Black hole electrons - why don't they evaporate?

Question

https://en.wikipedia.org/wiki/Black_hole_electron
The black hole electron theory states that a black hole with the same mass, spin, and charge of an electron would have identical properties; technically, there's evidence all electrons are or are not black holes. But a black hole the mass of an electron should evaporate very quickly; wouldn't the simple fact that electrons are persistent disprove this theory?

Answer 1

Charge is conserved. What particle could a black hole with one unit charge decay into?

While Hawking radiation remains an unobserved theoretical phenomenon many physicists think is plausible for certain reasons, it is likely more well behaved far away from the quantum gravity domain or when the entire hole is close to a quantum system. Even then the decay of charged black holes can be non-intuitively slow. And if there is no lightest charged particle to decay into, then the hole would be stuck there.

Answer 2

The term "black hole electron" is a misnomer. If you find the stationary solution of the Einstein-Maxwell equations that has the same mass, charge, and spin as observed for an electron, you would get a Kerr-Newman solution. But not all Kerr-Newman metrics describe a black hole. The Kerr-Newman solution only has an event horizon (and therefore describes a black hole) if

$$ \frac{J^2/M^2 + Q^2}{M^2} \leq 1$$ (with the spin angular momentum $J$, charge $Q$ and $M$ in natural units).

However for an electron we would have

$$ \frac{J^2/M^2 + Q^2}{M^2} \sim 10^{89},$$ which is very much not smaller than one, and therefore would not have an event horizon and would not be a black hole. (Such solutions are referred to as being over-extremal, as mentioned in the comments).

Not having an event horizon also implies there not being any Hawking radiation or Hawking temperature (the other answer calculating the Schwarzschild Hawking temperature for such an object is being a bit silly).

Nonetheless, such an object would still be subject to the Schwinger effect and superradiance, which would at first glance lead to it shedding electric charge and angular momentum. However, the electron already has the lowest charge and spin of any free particle, and therefore there are no particles available to carry away its charge or angular momentum (other than electrons).

Of course, the real problem is that electrons have been experimentally confirmed to behave like quantum objects (if not, atoms would not be stable, etc.). Consequently, they cannot be described by a classical solution to the Einstein-Maxwell equations.

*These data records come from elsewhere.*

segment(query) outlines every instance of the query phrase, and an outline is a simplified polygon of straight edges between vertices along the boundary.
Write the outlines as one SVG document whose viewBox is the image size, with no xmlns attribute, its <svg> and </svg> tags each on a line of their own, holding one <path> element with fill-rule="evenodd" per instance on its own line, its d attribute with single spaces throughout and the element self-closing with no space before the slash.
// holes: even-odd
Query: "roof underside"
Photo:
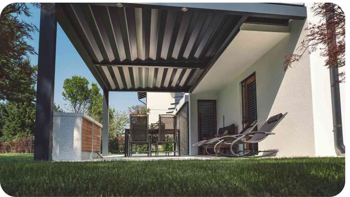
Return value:
<svg viewBox="0 0 350 197">
<path fill-rule="evenodd" d="M 62 29 L 101 87 L 110 91 L 188 92 L 248 17 L 247 22 L 265 21 L 206 9 L 57 5 Z M 268 23 L 288 25 L 288 19 L 271 19 Z"/>
</svg>

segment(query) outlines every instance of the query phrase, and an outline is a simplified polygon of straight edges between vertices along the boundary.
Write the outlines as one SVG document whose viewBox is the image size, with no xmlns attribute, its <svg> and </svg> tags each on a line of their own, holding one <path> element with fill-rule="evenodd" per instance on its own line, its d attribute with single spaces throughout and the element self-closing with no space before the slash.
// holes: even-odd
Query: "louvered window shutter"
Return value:
<svg viewBox="0 0 350 197">
<path fill-rule="evenodd" d="M 241 82 L 242 87 L 242 122 L 245 126 L 251 119 L 257 119 L 256 82 L 254 73 Z"/>
</svg>

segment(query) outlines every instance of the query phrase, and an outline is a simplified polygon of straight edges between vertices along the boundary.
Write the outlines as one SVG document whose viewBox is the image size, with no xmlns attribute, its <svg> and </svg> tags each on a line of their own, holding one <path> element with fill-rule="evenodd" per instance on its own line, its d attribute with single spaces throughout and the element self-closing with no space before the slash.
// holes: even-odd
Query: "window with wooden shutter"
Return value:
<svg viewBox="0 0 350 197">
<path fill-rule="evenodd" d="M 241 82 L 242 86 L 242 123 L 244 125 L 250 120 L 257 120 L 256 82 L 255 73 Z"/>
<path fill-rule="evenodd" d="M 244 127 L 252 120 L 258 120 L 255 73 L 241 82 L 242 88 L 242 123 Z M 247 139 L 246 140 L 248 140 Z M 258 143 L 245 146 L 247 150 L 257 150 Z"/>
<path fill-rule="evenodd" d="M 198 141 L 209 140 L 216 134 L 216 100 L 198 100 Z M 199 154 L 203 153 L 202 147 Z"/>
</svg>

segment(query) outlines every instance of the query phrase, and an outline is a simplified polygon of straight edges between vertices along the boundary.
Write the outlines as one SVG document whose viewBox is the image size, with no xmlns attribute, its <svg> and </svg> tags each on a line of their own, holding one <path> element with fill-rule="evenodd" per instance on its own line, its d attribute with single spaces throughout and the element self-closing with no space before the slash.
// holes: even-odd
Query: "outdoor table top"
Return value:
<svg viewBox="0 0 350 197">
<path fill-rule="evenodd" d="M 125 129 L 125 132 L 129 133 L 130 132 L 130 129 Z M 174 129 L 165 129 L 165 133 L 167 134 L 172 134 L 174 132 Z M 180 131 L 179 129 L 176 129 L 176 132 L 178 132 Z M 148 129 L 148 133 L 149 134 L 158 134 L 159 131 L 158 129 Z"/>
</svg>

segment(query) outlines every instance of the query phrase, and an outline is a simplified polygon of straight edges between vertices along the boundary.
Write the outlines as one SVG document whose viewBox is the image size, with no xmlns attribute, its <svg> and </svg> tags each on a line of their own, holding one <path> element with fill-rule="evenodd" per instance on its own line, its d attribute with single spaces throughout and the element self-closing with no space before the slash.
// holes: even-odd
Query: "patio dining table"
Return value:
<svg viewBox="0 0 350 197">
<path fill-rule="evenodd" d="M 125 157 L 128 156 L 127 155 L 127 153 L 128 151 L 128 148 L 129 147 L 129 134 L 130 134 L 130 129 L 125 129 L 125 132 L 124 134 L 124 138 L 125 139 L 125 141 L 124 147 L 124 157 Z M 172 134 L 173 132 L 174 129 L 165 129 L 166 134 Z M 157 135 L 159 133 L 159 130 L 158 129 L 148 129 L 148 134 L 150 135 Z M 177 135 L 177 149 L 178 150 L 179 150 L 180 149 L 180 130 L 176 129 L 175 133 Z"/>
</svg>

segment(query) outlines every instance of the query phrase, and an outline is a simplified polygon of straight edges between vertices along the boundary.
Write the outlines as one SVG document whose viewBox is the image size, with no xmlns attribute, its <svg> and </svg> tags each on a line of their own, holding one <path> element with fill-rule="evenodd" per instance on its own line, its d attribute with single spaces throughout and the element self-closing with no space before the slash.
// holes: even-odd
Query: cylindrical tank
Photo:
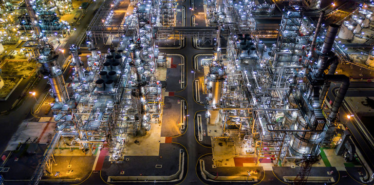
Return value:
<svg viewBox="0 0 374 185">
<path fill-rule="evenodd" d="M 353 33 L 356 34 L 361 34 L 361 26 L 360 26 L 359 24 L 357 24 L 356 26 L 356 27 L 355 28 L 355 29 L 353 30 Z"/>
<path fill-rule="evenodd" d="M 216 0 L 216 12 L 217 13 L 222 13 L 224 11 L 224 0 Z"/>
<path fill-rule="evenodd" d="M 96 80 L 96 82 L 95 82 L 95 84 L 96 84 L 96 91 L 104 91 L 104 89 L 105 88 L 104 80 L 103 80 L 101 79 L 99 79 L 98 80 Z"/>
<path fill-rule="evenodd" d="M 55 75 L 50 74 L 48 80 L 52 89 L 53 95 L 56 101 L 59 102 L 65 102 L 68 97 L 66 89 L 65 88 L 65 81 L 62 75 L 62 71 Z"/>
<path fill-rule="evenodd" d="M 111 71 L 112 68 L 111 67 L 111 63 L 109 62 L 105 62 L 103 64 L 103 71 L 105 71 L 107 72 Z"/>
<path fill-rule="evenodd" d="M 291 94 L 288 96 L 288 101 L 286 105 L 285 109 L 296 109 L 298 107 L 298 104 L 296 100 L 295 100 L 293 94 Z M 282 124 L 284 125 L 291 126 L 295 123 L 296 118 L 299 115 L 298 111 L 287 111 L 283 112 L 284 116 L 283 119 Z"/>
<path fill-rule="evenodd" d="M 353 32 L 351 30 L 353 30 L 355 26 L 352 23 L 348 21 L 344 21 L 340 26 L 337 37 L 345 40 L 350 40 L 353 38 Z"/>
<path fill-rule="evenodd" d="M 117 73 L 115 71 L 111 71 L 108 73 L 108 79 L 112 80 L 114 82 L 117 81 Z"/>
<path fill-rule="evenodd" d="M 100 78 L 103 80 L 106 81 L 108 79 L 108 72 L 105 71 L 102 71 L 99 73 Z"/>
<path fill-rule="evenodd" d="M 222 94 L 222 84 L 225 75 L 223 67 L 210 68 L 206 84 L 207 103 L 210 106 L 219 107 Z"/>
<path fill-rule="evenodd" d="M 301 130 L 308 129 L 305 120 L 299 116 L 297 121 L 291 127 L 291 129 Z M 323 132 L 293 132 L 290 141 L 290 152 L 294 155 L 319 154 L 318 149 L 323 138 Z"/>
<path fill-rule="evenodd" d="M 370 51 L 370 55 L 369 55 L 365 63 L 370 67 L 374 67 L 374 50 L 372 49 Z"/>
<path fill-rule="evenodd" d="M 369 26 L 370 20 L 364 16 L 353 16 L 352 17 L 353 21 L 355 21 L 362 28 L 366 28 Z"/>
<path fill-rule="evenodd" d="M 220 111 L 208 110 L 209 124 L 217 125 L 221 122 L 220 120 Z"/>
</svg>

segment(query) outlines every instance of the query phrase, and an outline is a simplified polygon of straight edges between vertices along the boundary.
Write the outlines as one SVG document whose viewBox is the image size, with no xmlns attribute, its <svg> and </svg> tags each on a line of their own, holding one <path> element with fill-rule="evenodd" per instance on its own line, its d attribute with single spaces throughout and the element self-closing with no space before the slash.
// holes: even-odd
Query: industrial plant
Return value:
<svg viewBox="0 0 374 185">
<path fill-rule="evenodd" d="M 1 4 L 0 184 L 374 184 L 374 1 Z"/>
</svg>

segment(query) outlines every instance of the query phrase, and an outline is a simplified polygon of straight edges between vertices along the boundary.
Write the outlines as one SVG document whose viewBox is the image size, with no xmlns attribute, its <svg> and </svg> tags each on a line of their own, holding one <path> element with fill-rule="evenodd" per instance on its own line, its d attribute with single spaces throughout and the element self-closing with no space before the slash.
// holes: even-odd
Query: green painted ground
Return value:
<svg viewBox="0 0 374 185">
<path fill-rule="evenodd" d="M 323 151 L 323 148 L 319 148 L 319 150 L 321 150 L 321 153 L 320 154 L 321 155 L 321 157 L 322 157 L 322 160 L 323 161 L 323 163 L 325 164 L 325 166 L 326 167 L 331 167 L 331 164 L 330 164 L 329 160 L 327 159 L 327 157 L 326 156 L 325 152 Z"/>
</svg>

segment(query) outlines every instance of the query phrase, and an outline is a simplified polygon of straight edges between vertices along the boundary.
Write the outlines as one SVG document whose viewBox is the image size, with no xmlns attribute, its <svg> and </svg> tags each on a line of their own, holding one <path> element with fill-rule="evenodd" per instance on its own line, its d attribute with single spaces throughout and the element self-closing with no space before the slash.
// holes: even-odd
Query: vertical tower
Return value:
<svg viewBox="0 0 374 185">
<path fill-rule="evenodd" d="M 69 96 L 62 71 L 60 69 L 57 61 L 58 55 L 55 51 L 53 47 L 50 45 L 42 47 L 39 49 L 39 53 L 40 56 L 38 60 L 42 65 L 40 71 L 43 74 L 48 76 L 53 96 L 55 97 L 56 102 L 66 103 Z"/>
<path fill-rule="evenodd" d="M 222 85 L 226 73 L 223 66 L 211 66 L 206 81 L 206 92 L 205 107 L 208 110 L 209 123 L 215 125 L 219 122 L 219 110 L 222 95 Z"/>
<path fill-rule="evenodd" d="M 75 45 L 71 44 L 69 49 L 72 55 L 72 60 L 73 60 L 71 65 L 74 66 L 79 81 L 83 81 L 85 79 L 83 72 L 83 62 L 81 62 L 79 59 L 79 52 L 78 52 L 78 48 Z"/>
<path fill-rule="evenodd" d="M 142 47 L 140 44 L 136 43 L 131 45 L 130 47 L 132 61 L 129 64 L 133 76 L 131 94 L 138 111 L 136 115 L 140 124 L 138 130 L 140 131 L 141 134 L 145 134 L 150 130 L 150 120 L 147 115 L 150 110 L 146 96 L 148 80 L 146 76 L 144 75 L 144 66 L 146 62 L 142 59 Z"/>
</svg>

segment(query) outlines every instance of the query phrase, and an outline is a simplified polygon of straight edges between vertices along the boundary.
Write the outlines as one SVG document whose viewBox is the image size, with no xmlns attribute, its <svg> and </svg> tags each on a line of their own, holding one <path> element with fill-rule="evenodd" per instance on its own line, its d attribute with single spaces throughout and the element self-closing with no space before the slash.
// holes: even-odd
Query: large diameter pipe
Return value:
<svg viewBox="0 0 374 185">
<path fill-rule="evenodd" d="M 331 113 L 329 116 L 330 122 L 332 122 L 336 118 L 337 112 L 339 111 L 339 109 L 340 108 L 345 94 L 347 93 L 350 84 L 349 78 L 344 74 L 326 74 L 325 76 L 325 79 L 329 82 L 341 82 L 339 91 L 337 94 L 337 96 L 335 97 L 334 104 L 331 108 Z"/>
<path fill-rule="evenodd" d="M 321 56 L 318 61 L 318 73 L 323 74 L 327 67 L 326 61 L 329 57 L 327 55 L 331 51 L 333 48 L 334 41 L 335 40 L 335 37 L 337 33 L 337 30 L 339 29 L 339 26 L 335 24 L 331 24 L 329 26 L 327 33 L 325 36 L 325 40 L 323 41 L 323 45 L 321 49 Z"/>
<path fill-rule="evenodd" d="M 327 61 L 327 63 L 331 64 L 330 66 L 330 69 L 329 69 L 329 72 L 327 74 L 333 75 L 335 74 L 335 72 L 337 71 L 337 64 L 339 63 L 339 58 L 337 56 L 334 56 L 331 58 L 329 59 Z M 331 85 L 331 82 L 327 81 L 323 85 L 321 90 L 321 92 L 319 93 L 319 105 L 322 106 L 323 105 L 323 102 L 326 99 L 326 94 L 327 94 L 327 91 L 330 88 L 330 86 Z"/>
<path fill-rule="evenodd" d="M 214 48 L 214 60 L 218 61 L 221 58 L 221 24 L 218 26 L 218 30 L 217 31 L 217 38 L 216 39 L 216 46 Z"/>
<path fill-rule="evenodd" d="M 216 1 L 216 11 L 217 13 L 222 13 L 224 11 L 223 0 L 217 0 Z"/>
<path fill-rule="evenodd" d="M 318 19 L 318 23 L 316 26 L 316 31 L 314 32 L 314 36 L 313 37 L 313 40 L 312 41 L 312 44 L 310 45 L 310 49 L 309 49 L 309 53 L 308 54 L 308 56 L 311 56 L 314 53 L 314 49 L 316 48 L 316 41 L 317 40 L 317 37 L 319 34 L 319 29 L 321 28 L 321 25 L 322 25 L 322 21 L 323 20 L 323 16 L 325 15 L 325 11 L 322 11 L 319 13 L 319 18 Z"/>
</svg>

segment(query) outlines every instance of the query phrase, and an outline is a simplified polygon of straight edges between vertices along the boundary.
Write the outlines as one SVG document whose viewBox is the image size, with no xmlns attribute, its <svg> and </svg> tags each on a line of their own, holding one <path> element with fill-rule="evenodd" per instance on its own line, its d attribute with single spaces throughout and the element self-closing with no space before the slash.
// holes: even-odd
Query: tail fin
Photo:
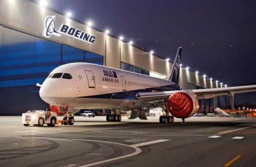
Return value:
<svg viewBox="0 0 256 167">
<path fill-rule="evenodd" d="M 170 76 L 168 80 L 170 80 L 176 84 L 179 82 L 179 75 L 180 74 L 180 62 L 181 57 L 181 51 L 182 47 L 179 47 L 176 54 L 176 57 L 174 60 L 174 64 L 170 71 Z"/>
</svg>

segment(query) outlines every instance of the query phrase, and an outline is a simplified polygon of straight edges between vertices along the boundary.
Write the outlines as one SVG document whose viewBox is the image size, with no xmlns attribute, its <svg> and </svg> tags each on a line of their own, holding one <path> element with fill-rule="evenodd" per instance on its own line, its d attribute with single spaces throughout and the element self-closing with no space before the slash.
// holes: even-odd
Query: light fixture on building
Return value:
<svg viewBox="0 0 256 167">
<path fill-rule="evenodd" d="M 42 7 L 45 7 L 47 6 L 47 2 L 45 0 L 41 0 L 39 3 L 39 5 Z"/>
<path fill-rule="evenodd" d="M 67 16 L 68 17 L 70 17 L 72 15 L 72 14 L 71 14 L 71 12 L 69 12 L 67 13 Z"/>
<path fill-rule="evenodd" d="M 93 22 L 91 21 L 88 21 L 88 22 L 87 22 L 87 25 L 88 25 L 88 26 L 91 27 L 93 25 Z"/>
<path fill-rule="evenodd" d="M 105 33 L 106 34 L 109 34 L 109 33 L 110 33 L 110 31 L 109 30 L 106 30 L 106 31 L 105 31 Z"/>
</svg>

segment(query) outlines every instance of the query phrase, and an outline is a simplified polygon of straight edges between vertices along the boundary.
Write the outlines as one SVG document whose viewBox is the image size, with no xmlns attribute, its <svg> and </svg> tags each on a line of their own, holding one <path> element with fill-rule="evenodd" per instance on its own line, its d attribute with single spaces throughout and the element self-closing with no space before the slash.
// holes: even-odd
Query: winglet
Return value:
<svg viewBox="0 0 256 167">
<path fill-rule="evenodd" d="M 180 74 L 180 62 L 181 57 L 181 51 L 182 47 L 179 47 L 176 54 L 176 57 L 174 60 L 174 64 L 170 71 L 170 75 L 168 80 L 170 80 L 176 84 L 179 82 L 179 75 Z"/>
</svg>

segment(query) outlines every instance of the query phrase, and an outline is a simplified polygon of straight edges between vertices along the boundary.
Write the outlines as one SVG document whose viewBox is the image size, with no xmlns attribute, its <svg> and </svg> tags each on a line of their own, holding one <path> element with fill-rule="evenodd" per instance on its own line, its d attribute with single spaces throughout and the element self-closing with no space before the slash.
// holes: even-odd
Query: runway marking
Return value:
<svg viewBox="0 0 256 167">
<path fill-rule="evenodd" d="M 80 139 L 78 139 L 78 140 L 80 140 Z M 87 141 L 87 140 L 83 140 L 83 139 L 81 139 L 81 140 Z M 124 155 L 124 156 L 122 156 L 118 157 L 116 157 L 116 158 L 112 158 L 112 159 L 107 159 L 107 160 L 105 160 L 99 161 L 99 162 L 95 162 L 95 163 L 93 163 L 88 164 L 86 164 L 86 165 L 84 165 L 80 166 L 80 167 L 91 166 L 93 166 L 93 165 L 98 165 L 98 164 L 101 164 L 101 163 L 106 163 L 106 162 L 110 162 L 110 161 L 113 161 L 117 160 L 118 160 L 118 159 L 120 159 L 127 158 L 127 157 L 131 157 L 131 156 L 134 156 L 134 155 L 136 155 L 139 154 L 139 153 L 140 153 L 141 152 L 142 152 L 142 151 L 140 149 L 138 148 L 137 147 L 140 147 L 140 146 L 146 146 L 146 145 L 151 145 L 151 144 L 155 144 L 155 143 L 164 142 L 164 141 L 168 141 L 168 140 L 155 140 L 155 141 L 150 141 L 150 142 L 143 142 L 143 143 L 140 144 L 141 145 L 139 146 L 136 146 L 137 144 L 136 145 L 126 145 L 121 144 L 119 144 L 119 143 L 112 142 L 109 142 L 109 141 L 91 140 L 91 141 L 93 141 L 107 142 L 107 143 L 111 143 L 111 144 L 120 145 L 124 146 L 127 146 L 127 147 L 132 147 L 133 149 L 135 149 L 136 151 L 135 152 L 132 153 L 132 154 L 128 154 L 128 155 Z"/>
<path fill-rule="evenodd" d="M 236 136 L 236 137 L 232 138 L 232 139 L 241 139 L 244 138 L 244 137 Z"/>
<path fill-rule="evenodd" d="M 56 129 L 41 129 L 41 130 L 28 130 L 24 131 L 14 131 L 14 133 L 26 133 L 26 132 L 42 132 L 42 131 L 54 131 Z"/>
<path fill-rule="evenodd" d="M 245 127 L 245 128 L 240 128 L 240 129 L 235 129 L 235 130 L 230 130 L 230 131 L 226 131 L 226 132 L 222 132 L 222 133 L 220 133 L 217 134 L 217 135 L 220 135 L 220 134 L 225 134 L 225 133 L 231 133 L 231 132 L 243 130 L 243 129 L 250 128 L 253 127 L 255 126 L 256 126 L 256 125 L 253 125 L 250 126 L 249 127 Z"/>
<path fill-rule="evenodd" d="M 141 147 L 141 146 L 143 146 L 150 145 L 152 145 L 152 144 L 155 144 L 156 143 L 158 143 L 158 142 L 167 141 L 169 141 L 169 140 L 161 139 L 161 140 L 154 140 L 154 141 L 139 143 L 139 144 L 137 144 L 130 145 L 130 146 L 136 147 Z"/>
<path fill-rule="evenodd" d="M 58 140 L 58 139 L 61 139 L 61 138 L 54 138 L 54 137 L 23 137 L 23 138 L 37 138 L 37 139 L 49 139 L 49 140 Z M 159 142 L 164 142 L 166 141 L 169 141 L 169 140 L 154 140 L 154 141 L 148 141 L 148 142 L 142 142 L 139 144 L 135 144 L 135 145 L 124 145 L 124 144 L 122 144 L 120 143 L 118 143 L 118 142 L 111 142 L 111 141 L 101 141 L 101 140 L 89 140 L 89 139 L 69 139 L 68 140 L 73 140 L 73 141 L 92 141 L 92 142 L 104 142 L 104 143 L 108 143 L 108 144 L 114 144 L 114 145 L 121 145 L 123 146 L 126 146 L 128 147 L 132 148 L 134 149 L 135 150 L 135 151 L 131 154 L 127 154 L 126 155 L 122 156 L 120 157 L 117 157 L 116 158 L 111 158 L 111 159 L 106 159 L 105 160 L 103 160 L 101 161 L 99 161 L 97 162 L 94 162 L 90 164 L 88 164 L 84 165 L 82 165 L 80 166 L 80 167 L 87 167 L 87 166 L 91 166 L 93 165 L 98 165 L 101 163 L 104 163 L 106 162 L 109 162 L 117 160 L 119 160 L 120 159 L 122 158 L 125 158 L 127 157 L 129 157 L 131 156 L 133 156 L 134 155 L 136 155 L 137 154 L 139 154 L 139 153 L 141 153 L 142 151 L 141 149 L 138 148 L 138 147 L 141 147 L 143 146 L 146 146 L 146 145 L 150 145 L 154 144 L 156 144 L 156 143 L 159 143 Z"/>
<path fill-rule="evenodd" d="M 234 157 L 233 159 L 232 159 L 231 161 L 229 162 L 227 162 L 224 165 L 224 166 L 227 167 L 229 166 L 232 163 L 236 161 L 238 158 L 240 158 L 242 156 L 242 155 L 238 155 L 236 157 Z"/>
<path fill-rule="evenodd" d="M 221 136 L 222 136 L 214 135 L 214 136 L 209 136 L 209 137 L 208 137 L 208 138 L 216 138 L 220 137 Z"/>
</svg>

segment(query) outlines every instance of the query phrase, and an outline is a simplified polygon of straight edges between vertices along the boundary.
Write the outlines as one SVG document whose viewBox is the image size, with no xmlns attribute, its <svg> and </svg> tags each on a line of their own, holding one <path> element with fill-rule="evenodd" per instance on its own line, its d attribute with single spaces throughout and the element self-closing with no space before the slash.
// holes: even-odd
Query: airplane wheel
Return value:
<svg viewBox="0 0 256 167">
<path fill-rule="evenodd" d="M 106 122 L 110 122 L 110 115 L 106 115 Z"/>
<path fill-rule="evenodd" d="M 49 127 L 54 127 L 56 124 L 56 118 L 55 117 L 52 117 L 51 118 L 51 121 L 50 124 L 47 124 L 47 126 Z"/>
<path fill-rule="evenodd" d="M 170 124 L 170 116 L 167 116 L 167 123 L 168 124 Z"/>
<path fill-rule="evenodd" d="M 69 125 L 73 125 L 75 123 L 75 119 L 72 116 L 71 116 L 69 118 Z"/>
<path fill-rule="evenodd" d="M 159 122 L 162 124 L 163 123 L 163 116 L 161 115 L 159 117 Z"/>
<path fill-rule="evenodd" d="M 67 125 L 68 124 L 68 123 L 67 122 L 67 118 L 68 117 L 67 116 L 65 116 L 63 118 L 63 124 L 65 125 Z"/>
<path fill-rule="evenodd" d="M 117 115 L 117 122 L 121 122 L 122 120 L 122 116 L 120 114 Z"/>
<path fill-rule="evenodd" d="M 117 117 L 117 114 L 114 114 L 113 116 L 113 121 L 114 122 L 117 122 L 117 120 L 118 120 L 118 117 Z"/>
<path fill-rule="evenodd" d="M 174 116 L 170 116 L 170 123 L 173 124 L 174 123 Z"/>
<path fill-rule="evenodd" d="M 39 127 L 42 127 L 44 124 L 45 124 L 45 121 L 44 121 L 44 118 L 42 118 L 41 117 L 39 118 L 38 120 L 38 126 Z"/>
</svg>

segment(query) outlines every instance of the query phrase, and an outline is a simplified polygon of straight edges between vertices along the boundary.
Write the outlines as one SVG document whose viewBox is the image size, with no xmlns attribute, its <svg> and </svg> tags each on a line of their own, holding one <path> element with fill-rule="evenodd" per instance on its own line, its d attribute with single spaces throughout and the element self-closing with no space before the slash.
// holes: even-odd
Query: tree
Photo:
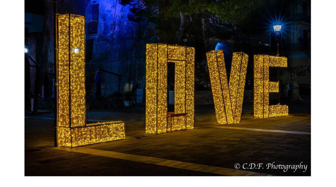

More to the point, Carter's observation – that a Kerr-Newman solution with mass, charge and spin of an electron would have the correct magnetic dipole moment for an electron and a finite self-energy – means that one may suspect that such features carry over to a theory of quantum gravity. In particular, including gravity may cure some shortcomings of quantum electrodynamics such as having to put in the electron magnetic dipole moment by hand, or needing an infinite renormalization of the bare electron mass, to end up with finite effective mass.

Answer 3

Well, the reasons why "Black hole electron" is just a speculative "What IF ?" scenario is this.

Extremal charged black hole Hawking radiation temperature would be, $$ \tag 1 T_E = \frac{M_p^2}{2\pi} \frac{\sqrt{M^2-M_e^2}}{\left(M+\sqrt{M^2-M_e^2}\right)^2}, $$

where $M_e$,- extremal mass limit which for electron-charge black hole would be,

$$ \tag 2 M_e = \frac{1}{\sqrt{4\pi}} ~g~e~M_p = \text{const}$$

where $M_p$,- Planck mass and $g$,- charge gauge coupling constant.

Mass extremal limit parameter is as small as you can get for the charged black hole. If you want to decrease charged black hole mass down to electron mass, then as per (2) you need to increase it's charge up to $e\times M_p/m_e\approx 10^{22}e\approx3800~C.$

If you do not do this and only simply will "imagine" that a charged black hole can be as small as you wish,- i.e. when asymptotic mass $M^2 \lt M_e^2$, then as per (1) you will get a imaginary temperature (i.e. $T_E \in \mathbb C~$), which in physics does not make any sense and does not represent any physical system temperature, since absolute lowest temperature possible can be $0K \in \mathbb R$ (ignoring quantum fluctuations, which makes this limit slightly greater than zero.)

Hence, such "electron-black holes" can't exist, since they would have either too less mass or too less charge.